Obiettivo ridurre la media nazionale del 24% che in appello, in caso di ricorso, vanifica le condanne a causa del tempo trascorso dall’ipotesi di reato di cui è accusato l’imputato. A Roma la percentuale di prescrizioni in secondo grado raggiunge il 48%. Ma nel distretto di Milano – un’area che comprende anche i tribunali di Monza, Lecco, Como, Sondrio, Varese, Busto Arsizio, Lodi e Pavia – le prescrizioni in appello non arrivano neppure al 3% (2,91%). E nel distretto di Brescia – competente per le circoscrizioni di Bergamo, Cremona e Mantova – si raggiunge solo il 9%. La motivazione si legge tra le righe di quanto scritto dalla presidente della Corte di Appello di Milano: "Nel nostro distretto si è realizzato un diverso modo di interpretare il giudice, meno incline a soddisfare il proprio compiacimento e più propenso a rendere un servizio, più attento ai tempi in cui interviene la propria decisione e quindi impegnato nel recupero dell’arretrato e nel controllo della durata, al fine di non superare i due anni del giusto processo riservati al secondo grado e i tre anni al primo grado".
Nei tribunali che dipendono da Milano, l’incidenza delle prescrizioni è più alta nella fase di indagini preliminari: 3,79% in media con punte dell’8,56% a Busto Arsizio, del 4,81% a Milano e del 3,69% a Varese. Salvo Monza (2,42%), il resto è sotto l%. In primo grado, invece, il dato più alto a livello distrettuale riguarda l’Ufficio Gip/Gup (Giudice per le indagini preliminari/Giudice dell’udienza preliminare): 7,4%. Nel 2,4% dei casi la prescrizione arriva in seguito a sentenze di un tribunale monocratico e nell’1,8% quando la decisione è collegiale (per i reati più gravi).
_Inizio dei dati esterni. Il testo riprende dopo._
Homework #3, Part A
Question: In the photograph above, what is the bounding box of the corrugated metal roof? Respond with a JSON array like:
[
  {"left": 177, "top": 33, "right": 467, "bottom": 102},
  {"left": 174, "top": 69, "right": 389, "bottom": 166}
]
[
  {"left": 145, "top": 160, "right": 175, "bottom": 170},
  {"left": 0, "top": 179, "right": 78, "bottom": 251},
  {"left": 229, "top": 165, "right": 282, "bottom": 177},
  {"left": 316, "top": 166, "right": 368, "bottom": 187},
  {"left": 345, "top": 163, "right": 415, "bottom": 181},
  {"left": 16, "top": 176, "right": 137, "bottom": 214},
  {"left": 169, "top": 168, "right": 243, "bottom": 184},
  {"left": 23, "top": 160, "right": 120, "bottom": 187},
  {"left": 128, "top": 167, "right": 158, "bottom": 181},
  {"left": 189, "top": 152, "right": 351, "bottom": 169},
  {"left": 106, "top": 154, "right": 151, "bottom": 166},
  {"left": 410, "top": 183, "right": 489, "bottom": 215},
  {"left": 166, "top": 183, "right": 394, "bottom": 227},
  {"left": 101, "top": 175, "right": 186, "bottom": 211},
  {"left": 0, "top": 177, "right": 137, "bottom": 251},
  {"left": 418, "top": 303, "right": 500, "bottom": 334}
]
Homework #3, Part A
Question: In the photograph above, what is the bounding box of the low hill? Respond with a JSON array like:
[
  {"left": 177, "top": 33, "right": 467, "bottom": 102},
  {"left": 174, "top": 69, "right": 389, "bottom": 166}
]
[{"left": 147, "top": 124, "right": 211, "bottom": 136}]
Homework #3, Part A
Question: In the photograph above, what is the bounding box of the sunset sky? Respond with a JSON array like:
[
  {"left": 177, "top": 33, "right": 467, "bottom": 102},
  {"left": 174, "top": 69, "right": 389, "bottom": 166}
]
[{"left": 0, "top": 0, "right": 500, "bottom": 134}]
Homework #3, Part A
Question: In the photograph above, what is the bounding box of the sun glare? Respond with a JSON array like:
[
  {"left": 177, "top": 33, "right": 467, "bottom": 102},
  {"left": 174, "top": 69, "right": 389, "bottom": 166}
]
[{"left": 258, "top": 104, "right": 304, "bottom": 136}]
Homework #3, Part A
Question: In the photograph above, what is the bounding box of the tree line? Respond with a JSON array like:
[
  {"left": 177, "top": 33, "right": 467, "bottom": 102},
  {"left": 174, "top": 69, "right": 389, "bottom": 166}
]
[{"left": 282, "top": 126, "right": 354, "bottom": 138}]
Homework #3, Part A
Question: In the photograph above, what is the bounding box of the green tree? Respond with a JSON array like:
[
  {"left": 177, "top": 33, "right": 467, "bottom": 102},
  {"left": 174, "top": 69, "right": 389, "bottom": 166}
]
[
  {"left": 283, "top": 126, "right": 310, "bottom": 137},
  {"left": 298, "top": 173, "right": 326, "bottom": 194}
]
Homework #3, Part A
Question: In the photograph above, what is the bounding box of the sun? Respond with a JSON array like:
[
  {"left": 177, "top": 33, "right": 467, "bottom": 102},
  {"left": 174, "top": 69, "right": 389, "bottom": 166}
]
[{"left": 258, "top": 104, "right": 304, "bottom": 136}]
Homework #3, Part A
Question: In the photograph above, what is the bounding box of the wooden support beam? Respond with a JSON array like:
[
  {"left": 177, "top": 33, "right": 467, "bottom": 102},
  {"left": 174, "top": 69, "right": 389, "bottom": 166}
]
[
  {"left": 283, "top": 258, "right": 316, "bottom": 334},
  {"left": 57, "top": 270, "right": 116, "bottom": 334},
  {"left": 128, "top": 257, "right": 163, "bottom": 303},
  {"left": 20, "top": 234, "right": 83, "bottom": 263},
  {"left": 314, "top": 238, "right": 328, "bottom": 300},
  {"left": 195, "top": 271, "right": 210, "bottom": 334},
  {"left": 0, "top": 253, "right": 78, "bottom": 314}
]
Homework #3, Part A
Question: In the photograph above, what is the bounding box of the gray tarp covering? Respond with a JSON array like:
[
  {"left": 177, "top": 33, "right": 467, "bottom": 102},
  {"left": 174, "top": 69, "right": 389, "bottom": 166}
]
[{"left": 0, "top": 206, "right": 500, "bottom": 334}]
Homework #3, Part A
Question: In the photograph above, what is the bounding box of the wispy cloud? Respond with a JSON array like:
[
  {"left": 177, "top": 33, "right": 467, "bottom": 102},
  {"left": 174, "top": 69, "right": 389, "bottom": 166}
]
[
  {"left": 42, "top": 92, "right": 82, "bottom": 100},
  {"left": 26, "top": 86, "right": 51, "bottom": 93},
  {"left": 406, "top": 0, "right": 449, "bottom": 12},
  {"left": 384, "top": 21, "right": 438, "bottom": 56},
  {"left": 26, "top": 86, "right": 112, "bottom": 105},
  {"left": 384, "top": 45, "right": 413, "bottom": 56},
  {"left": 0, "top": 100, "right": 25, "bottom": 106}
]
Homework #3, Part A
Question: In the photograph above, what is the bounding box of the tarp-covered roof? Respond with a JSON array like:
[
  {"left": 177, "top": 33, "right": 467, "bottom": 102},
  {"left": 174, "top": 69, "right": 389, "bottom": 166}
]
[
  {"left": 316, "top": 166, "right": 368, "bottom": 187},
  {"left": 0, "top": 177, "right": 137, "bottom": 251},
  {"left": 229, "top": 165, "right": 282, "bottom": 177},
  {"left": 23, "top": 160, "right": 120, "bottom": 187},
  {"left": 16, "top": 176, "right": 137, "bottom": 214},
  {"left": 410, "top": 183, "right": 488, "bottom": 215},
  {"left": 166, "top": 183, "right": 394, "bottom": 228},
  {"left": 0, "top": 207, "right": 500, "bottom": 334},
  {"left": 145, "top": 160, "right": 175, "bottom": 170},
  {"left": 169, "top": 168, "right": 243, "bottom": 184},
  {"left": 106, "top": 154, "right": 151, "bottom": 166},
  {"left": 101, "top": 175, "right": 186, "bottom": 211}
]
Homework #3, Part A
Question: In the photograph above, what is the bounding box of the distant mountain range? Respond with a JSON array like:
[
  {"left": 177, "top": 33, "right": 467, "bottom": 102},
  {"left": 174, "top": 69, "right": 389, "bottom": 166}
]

Nel distretto di Brescia, l’incidenza delle prescrizioni nella fase di indagini sale all’11,2%; il 16,18% interessa l’ufficio del Gip e solo il 4,76% arriva dopo il dibattimento. "La possibilità che questo fermo (lo stop alla prescrizione dopo il primo grado, ndr) scoraggi impugnazioni puramente dilatorie – sottolinea il presidente della Corte d’Appello di Brescia – esiste, ma è residuale e non risolutiva". Fuori dal (pur comprensibile) linguaggio giudiziario, le prescrizioni interessano soprattutto le fasi di indagini, fino al Gip. Bloccarle dopo le sentenze di primo grado per evitare che gli avvocati presentino ricorso alle condanne solo con l’obiettivo di prolungare i tempi del processo e far scadere i termini per rendere nulle le sentenze non è così decisivo, almeno in Lombardia.